Kosovo: Mitrovica calm after Monday demos

22 February 2000

UNHCR staff in Mitrovica report that the northern Kosovo city is calm, and was also calm overnight following the demonstrations Monday. The demonstrators left the city streets at about 7.30 pm.

Much of Monday's demonstration took place in a peaceful manner, though tear-gas was used to keep demonstrators from crossing the bridges in the divided city. KFOR reports that house-searches that began on Sunday are continuing today.

On an emergency basis, KFOR is doing food distribution in the north in some areas to families who report that they don't feel safe to leave their apartments to reach central distribution points. Some minority residents in the north report that in addition to a lack of freedom of movement even to go out and buy bread they haven't had electricity, which seems to have been purposefully shut-off in some areas. UNHCR is looking into these reports and working to ensure that minority residents in the community are not being targeted by electricity cuts.
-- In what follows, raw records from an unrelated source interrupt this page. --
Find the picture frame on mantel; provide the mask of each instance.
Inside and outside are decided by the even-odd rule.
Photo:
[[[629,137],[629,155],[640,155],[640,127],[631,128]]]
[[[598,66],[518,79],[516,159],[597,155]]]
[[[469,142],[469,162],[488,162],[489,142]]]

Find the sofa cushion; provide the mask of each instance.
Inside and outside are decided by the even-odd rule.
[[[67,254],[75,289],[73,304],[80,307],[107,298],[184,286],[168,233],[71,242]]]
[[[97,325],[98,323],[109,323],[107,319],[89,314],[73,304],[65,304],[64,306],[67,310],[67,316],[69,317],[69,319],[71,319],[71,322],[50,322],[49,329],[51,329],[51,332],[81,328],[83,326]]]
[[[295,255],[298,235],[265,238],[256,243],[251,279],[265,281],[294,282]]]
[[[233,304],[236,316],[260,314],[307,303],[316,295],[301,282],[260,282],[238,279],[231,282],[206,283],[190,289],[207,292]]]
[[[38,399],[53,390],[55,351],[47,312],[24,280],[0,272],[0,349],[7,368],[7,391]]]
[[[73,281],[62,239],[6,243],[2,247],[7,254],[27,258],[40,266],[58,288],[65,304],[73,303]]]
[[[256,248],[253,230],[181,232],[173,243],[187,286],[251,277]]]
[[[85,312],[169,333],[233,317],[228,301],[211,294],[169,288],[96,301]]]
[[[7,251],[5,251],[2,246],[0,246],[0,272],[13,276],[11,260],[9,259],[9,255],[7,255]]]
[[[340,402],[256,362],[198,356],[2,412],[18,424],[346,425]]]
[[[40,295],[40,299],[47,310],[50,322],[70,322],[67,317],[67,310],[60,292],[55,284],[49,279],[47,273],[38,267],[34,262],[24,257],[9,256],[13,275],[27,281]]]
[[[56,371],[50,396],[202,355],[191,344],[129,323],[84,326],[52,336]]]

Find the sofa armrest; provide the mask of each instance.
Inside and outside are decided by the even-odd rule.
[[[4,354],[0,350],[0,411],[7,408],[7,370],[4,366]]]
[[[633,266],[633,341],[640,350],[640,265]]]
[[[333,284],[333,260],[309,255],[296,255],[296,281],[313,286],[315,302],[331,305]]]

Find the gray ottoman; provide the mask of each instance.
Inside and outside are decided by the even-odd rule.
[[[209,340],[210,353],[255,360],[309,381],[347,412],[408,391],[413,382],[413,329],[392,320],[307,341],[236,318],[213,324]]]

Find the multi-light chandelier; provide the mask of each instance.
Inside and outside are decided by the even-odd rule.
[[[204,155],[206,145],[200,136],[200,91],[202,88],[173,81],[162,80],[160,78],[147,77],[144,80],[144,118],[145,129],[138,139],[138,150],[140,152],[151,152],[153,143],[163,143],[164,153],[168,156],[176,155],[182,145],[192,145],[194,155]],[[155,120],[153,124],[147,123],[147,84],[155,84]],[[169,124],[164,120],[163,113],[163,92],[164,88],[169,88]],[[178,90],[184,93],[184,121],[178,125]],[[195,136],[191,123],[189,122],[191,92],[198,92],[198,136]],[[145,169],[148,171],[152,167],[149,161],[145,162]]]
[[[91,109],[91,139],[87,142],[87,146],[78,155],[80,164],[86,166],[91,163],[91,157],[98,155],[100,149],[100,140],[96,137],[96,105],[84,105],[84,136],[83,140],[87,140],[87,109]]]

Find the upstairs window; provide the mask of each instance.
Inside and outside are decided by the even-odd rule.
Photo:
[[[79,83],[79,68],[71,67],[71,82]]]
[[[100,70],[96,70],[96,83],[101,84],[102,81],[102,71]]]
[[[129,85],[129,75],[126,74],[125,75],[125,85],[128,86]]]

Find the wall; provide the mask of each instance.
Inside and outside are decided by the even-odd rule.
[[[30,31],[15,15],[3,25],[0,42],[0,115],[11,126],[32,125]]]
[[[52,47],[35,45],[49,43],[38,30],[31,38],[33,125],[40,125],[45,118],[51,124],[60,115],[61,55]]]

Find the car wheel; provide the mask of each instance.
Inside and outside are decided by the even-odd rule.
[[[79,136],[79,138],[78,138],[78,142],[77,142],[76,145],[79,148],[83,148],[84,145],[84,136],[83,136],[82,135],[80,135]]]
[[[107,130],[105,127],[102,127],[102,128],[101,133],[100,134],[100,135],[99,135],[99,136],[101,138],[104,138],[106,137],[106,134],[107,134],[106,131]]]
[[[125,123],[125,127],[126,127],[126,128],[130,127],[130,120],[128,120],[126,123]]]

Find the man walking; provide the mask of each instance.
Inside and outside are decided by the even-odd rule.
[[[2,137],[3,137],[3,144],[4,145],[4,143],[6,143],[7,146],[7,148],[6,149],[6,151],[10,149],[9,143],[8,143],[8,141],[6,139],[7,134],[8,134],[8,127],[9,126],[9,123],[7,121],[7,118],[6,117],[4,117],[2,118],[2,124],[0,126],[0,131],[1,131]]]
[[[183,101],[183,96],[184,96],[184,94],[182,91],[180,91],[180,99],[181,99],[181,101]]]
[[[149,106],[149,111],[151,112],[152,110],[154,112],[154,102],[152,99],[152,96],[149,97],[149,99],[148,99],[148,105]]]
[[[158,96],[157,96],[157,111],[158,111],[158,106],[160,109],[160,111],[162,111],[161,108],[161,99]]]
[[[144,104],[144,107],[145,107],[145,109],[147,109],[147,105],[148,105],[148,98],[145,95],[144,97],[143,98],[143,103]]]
Some 1,600 arrivals from north Mitrovica have been registered to date. The actual number of arrivals from the north side of the Ibar river could be as high as 2,000 persons, mostly Kosovo Albanians. Most of these arrivals from the north are being accommodated by relatives and friends in the south. Before the violence erupted on 3 February, the entire Kosovo Albanian population of northern Mitrovica and the surrounding area was estimated at around 4,500. 2,500 Kosovo Albanians were believed to live in city limits of the north side of Mitrovica. Today, the number of Kosovo Albanians remaining on the north side of Mitrovica could thus be well under 1,000 persons, perhaps as low as 500.